One of my favorite cookbooks of his is Menus for Entertaining, first published in 1965. I only have it in a small paperback, and the pages are quite yellow and brittle now. Each menu is more interesting to read than the last, and the recipes are excellent (although in this day and age useless for many people because of their fat content). ...
This search also led me to Amazon just now to see if Menus for Entertaining is out of print, which indeed it is. There are, however, used copies available -- some of them staggeringly expensive. But I also found a hardcover edition "Like New" for $10, which I promptly bought.
The search for the quintessential pumpkin pie so far this morning has cost me $14. I need another cookbook like I need more leaves in my yard.
Anyway, I found a Rich Pumpkin Pie recipe under Beard's menu for Thanksgiving dinner. In fact, I better give you the whole menu. It's quite unconventional, because he thinks cranberries interfere with the taste of the wine. It's expensive to make and elegantly simple, with a first course to have with cocktails and champagne. With the turkey and cheese courses, he suggests a fine Bordeaux, a Lascombes or Chateau Haut Brion, and a sweet sauterne for dessert:
Caviar or smoked salmon
Buttered pumpernickel or rye
Turkey with tarragon crumb and spiced sausage stuffing
Pan sauce with giblets
Mashed yellow turnips with butter
Rich pumpkin pie
Now for the pie itself.
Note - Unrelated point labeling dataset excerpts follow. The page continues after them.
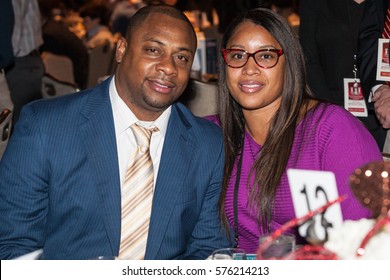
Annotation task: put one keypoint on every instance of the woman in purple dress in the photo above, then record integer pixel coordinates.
(271, 123)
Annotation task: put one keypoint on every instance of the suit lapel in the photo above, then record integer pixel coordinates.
(175, 160)
(97, 129)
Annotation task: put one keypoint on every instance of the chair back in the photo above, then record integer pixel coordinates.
(5, 129)
(58, 66)
(201, 98)
(100, 63)
(51, 87)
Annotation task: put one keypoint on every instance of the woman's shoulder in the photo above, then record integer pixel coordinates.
(324, 112)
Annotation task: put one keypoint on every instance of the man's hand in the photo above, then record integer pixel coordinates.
(381, 101)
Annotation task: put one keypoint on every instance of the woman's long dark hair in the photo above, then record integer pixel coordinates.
(272, 161)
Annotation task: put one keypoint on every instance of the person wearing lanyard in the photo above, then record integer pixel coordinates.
(271, 122)
(67, 176)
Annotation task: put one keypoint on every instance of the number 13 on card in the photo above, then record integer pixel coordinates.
(311, 190)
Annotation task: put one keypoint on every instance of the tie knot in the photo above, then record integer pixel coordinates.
(143, 135)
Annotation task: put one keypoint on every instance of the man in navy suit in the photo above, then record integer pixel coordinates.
(61, 175)
(377, 92)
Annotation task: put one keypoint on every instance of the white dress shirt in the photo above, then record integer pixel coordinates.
(125, 140)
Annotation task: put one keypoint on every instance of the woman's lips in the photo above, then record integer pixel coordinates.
(250, 86)
(160, 86)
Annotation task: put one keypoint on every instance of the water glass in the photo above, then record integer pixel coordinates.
(229, 254)
(279, 247)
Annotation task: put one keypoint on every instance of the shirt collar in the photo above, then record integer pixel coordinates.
(124, 117)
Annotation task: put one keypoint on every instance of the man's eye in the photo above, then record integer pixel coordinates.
(182, 58)
(238, 56)
(151, 50)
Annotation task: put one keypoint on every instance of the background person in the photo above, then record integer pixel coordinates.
(63, 173)
(271, 122)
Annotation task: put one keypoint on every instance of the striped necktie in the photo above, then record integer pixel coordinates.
(137, 196)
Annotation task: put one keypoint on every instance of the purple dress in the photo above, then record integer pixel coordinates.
(327, 139)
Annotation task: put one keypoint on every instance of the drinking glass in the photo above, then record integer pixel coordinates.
(278, 248)
(229, 254)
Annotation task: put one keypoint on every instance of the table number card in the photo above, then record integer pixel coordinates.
(311, 190)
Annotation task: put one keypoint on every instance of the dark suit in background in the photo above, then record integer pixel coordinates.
(60, 186)
(371, 29)
(329, 37)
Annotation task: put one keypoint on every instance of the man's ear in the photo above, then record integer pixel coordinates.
(121, 47)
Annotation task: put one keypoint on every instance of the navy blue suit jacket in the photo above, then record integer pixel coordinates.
(60, 186)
I don't know how a pumpkin pie with candied ginger and cognac would go over if any children were being served. This is obviously a most adult Thanksgiving.
2 9-inch rich pastry shells [I've always had good luck making a crust with half sweet butter, half shortening; but he gives a recipe with egg as well. EL]
2 cups mashed pumpkin (canned is "ideal")
2 cups heavy cream
1/4 teaspoon salt
2/3 cup sugar
1 teaspoon cinnamon
1/4 teaspoons ground cloves
1/2 cup finely cut preserved or candied ginger
1/2 cup cognac
1/4 teaspoon mace
Fill pie shells with foil and beans and bake at 425 degrees for 12 minutes. Remove foil and beans.
Place pumpkin in a bowl and make a well in center. Add lightly beaten eggs combined with the heavy cream, seasonings and ginger. Blend thoroughly. Correct the seasoning -- you may want a spicier pie. Pour into the partially baked pie shells and bake at 375 degrees till the custard is just set.
Beard serves it slightly warm with cognac-flavored, sweetened whipped cream.